Por agora, a tendência que se verifica mostra precisamente o contrário: quer as pessoas, quer as empresas, quer o investimento fogem de Portugal, representando uma perda de talento e de oportunidades de geração de riqueza, com implicações muito graves em termos económicos e sociais.

Apostar mais nas pessoas

Começando pelas Pessoas, os dados mais recentes divulgados pelo Observatório da Emigração (OE) indicam que Portugal tem a taxa de emigração mais elevada da Europa e uma das maiores do mundo. Só na última década saíram de Portugal cerca de 1 milhão de portugueses, estimando-se que no total, haja cerca de 2,3 milhões de portugueses a viver fora do país. De entre esses, 70% têm entre 15 e 39 anos, ou seja 30% dos nascidos em Portugal com idades nesse intervalo vivem atualmente no exterior.

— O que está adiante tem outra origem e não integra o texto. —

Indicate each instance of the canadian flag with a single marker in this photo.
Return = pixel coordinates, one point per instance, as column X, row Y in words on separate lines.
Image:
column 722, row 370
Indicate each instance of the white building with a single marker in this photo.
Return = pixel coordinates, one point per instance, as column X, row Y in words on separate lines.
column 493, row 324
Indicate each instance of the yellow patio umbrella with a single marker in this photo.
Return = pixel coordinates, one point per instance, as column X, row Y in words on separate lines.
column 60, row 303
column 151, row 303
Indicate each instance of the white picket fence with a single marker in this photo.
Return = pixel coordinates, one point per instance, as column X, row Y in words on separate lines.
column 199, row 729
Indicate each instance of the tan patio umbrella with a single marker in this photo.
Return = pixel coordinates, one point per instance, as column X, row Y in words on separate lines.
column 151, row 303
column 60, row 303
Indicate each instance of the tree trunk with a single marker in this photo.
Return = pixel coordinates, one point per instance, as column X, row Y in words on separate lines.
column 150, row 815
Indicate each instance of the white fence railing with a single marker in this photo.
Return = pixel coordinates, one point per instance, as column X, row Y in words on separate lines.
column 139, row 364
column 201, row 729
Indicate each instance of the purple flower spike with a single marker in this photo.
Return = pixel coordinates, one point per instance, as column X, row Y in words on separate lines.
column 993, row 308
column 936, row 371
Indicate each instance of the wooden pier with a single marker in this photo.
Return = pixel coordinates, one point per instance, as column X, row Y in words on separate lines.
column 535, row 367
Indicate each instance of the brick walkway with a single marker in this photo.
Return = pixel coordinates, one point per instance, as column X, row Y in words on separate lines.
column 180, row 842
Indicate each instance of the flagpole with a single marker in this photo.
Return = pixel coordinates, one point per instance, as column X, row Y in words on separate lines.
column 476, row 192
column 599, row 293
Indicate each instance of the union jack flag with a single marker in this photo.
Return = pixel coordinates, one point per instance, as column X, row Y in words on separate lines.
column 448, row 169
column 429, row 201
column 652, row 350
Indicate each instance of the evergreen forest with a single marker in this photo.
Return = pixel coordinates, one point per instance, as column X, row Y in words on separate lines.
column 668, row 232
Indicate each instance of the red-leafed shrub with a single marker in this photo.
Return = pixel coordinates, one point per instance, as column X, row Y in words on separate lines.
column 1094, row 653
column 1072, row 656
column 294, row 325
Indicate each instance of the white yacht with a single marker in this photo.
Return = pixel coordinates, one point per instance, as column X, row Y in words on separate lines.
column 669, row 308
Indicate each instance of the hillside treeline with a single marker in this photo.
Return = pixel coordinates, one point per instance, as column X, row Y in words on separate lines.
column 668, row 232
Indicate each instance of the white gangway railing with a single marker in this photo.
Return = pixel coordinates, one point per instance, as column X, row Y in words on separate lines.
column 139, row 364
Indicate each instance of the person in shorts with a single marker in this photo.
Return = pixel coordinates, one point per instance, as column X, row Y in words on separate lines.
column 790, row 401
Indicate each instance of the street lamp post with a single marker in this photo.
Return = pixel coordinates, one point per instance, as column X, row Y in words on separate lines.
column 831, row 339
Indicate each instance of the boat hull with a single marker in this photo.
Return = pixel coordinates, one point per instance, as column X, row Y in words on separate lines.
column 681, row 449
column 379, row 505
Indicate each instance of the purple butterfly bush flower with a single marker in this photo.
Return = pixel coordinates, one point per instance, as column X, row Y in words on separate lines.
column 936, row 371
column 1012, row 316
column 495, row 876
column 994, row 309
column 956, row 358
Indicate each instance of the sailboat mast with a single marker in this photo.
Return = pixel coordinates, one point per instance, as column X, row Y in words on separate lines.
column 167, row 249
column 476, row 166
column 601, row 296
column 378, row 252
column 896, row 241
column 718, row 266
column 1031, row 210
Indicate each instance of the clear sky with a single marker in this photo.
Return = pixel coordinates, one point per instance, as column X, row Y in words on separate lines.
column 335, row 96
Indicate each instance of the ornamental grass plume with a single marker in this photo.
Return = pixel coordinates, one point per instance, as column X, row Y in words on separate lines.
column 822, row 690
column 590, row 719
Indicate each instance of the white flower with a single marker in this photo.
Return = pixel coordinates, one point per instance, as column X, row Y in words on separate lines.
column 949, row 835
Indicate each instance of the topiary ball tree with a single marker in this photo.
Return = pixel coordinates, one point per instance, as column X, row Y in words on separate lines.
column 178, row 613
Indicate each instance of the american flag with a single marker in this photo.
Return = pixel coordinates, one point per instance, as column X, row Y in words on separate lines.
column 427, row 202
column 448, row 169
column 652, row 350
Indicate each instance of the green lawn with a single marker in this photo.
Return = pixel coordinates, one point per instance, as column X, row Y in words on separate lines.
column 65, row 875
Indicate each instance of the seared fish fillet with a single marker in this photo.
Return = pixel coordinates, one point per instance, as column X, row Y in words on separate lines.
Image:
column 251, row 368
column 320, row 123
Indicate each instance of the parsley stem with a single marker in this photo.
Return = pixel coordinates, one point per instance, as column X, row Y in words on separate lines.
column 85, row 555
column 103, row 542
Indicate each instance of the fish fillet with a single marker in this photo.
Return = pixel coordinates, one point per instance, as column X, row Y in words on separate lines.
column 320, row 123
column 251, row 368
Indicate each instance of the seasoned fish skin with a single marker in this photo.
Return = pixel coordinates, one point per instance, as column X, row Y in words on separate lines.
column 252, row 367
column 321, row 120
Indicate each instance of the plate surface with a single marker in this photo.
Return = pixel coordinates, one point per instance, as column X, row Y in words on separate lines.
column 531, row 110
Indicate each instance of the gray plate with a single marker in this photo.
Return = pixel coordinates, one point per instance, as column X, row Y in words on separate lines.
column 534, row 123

São mais de 850 mil.

Este é um número muito elevado, com efeitos profundos quer no envelhecimento expressivo da população, quer na fecundidade, já que quase um terço das mulheres em idade fértil emigraram (hoje, 1 em cada 5 dos filhos de mãe portuguesa nascem no estrangeiro), quer ainda no talento qualificado (todos os anos saem do país o equivalente a 40% dos novos licenciados).

E as consequências não se limitam ao facto de que todo o investimento realizado pelas famílias e pelo Estado nestes jovens não tenha o retorno desejado, nomeadamente nas receitas do IRS e da Segurança Social. Esta fuga de jovens talentosos, sobretudo, atrasa o salto necessário na competitividade e sustentabilidade das empresas e do país.

É, por isso, urgente tomar medidas que estanquem e, idealmente, revertam esta tendência, começando por compreender as razões pelas quais estes jovens decidem sair. Vários estudos concordam em que os fatores de decisão que levam os jovens a emigrar são, principalmente, três: os baixos salários face ao elevado custo de vida que não lhes permite uma vida digna, a falta de oportunidades e perspetivas de carreira que inibe o seu crescimento e evolução e um regime fiscal muito agressivo quando comparado com outros países europeus.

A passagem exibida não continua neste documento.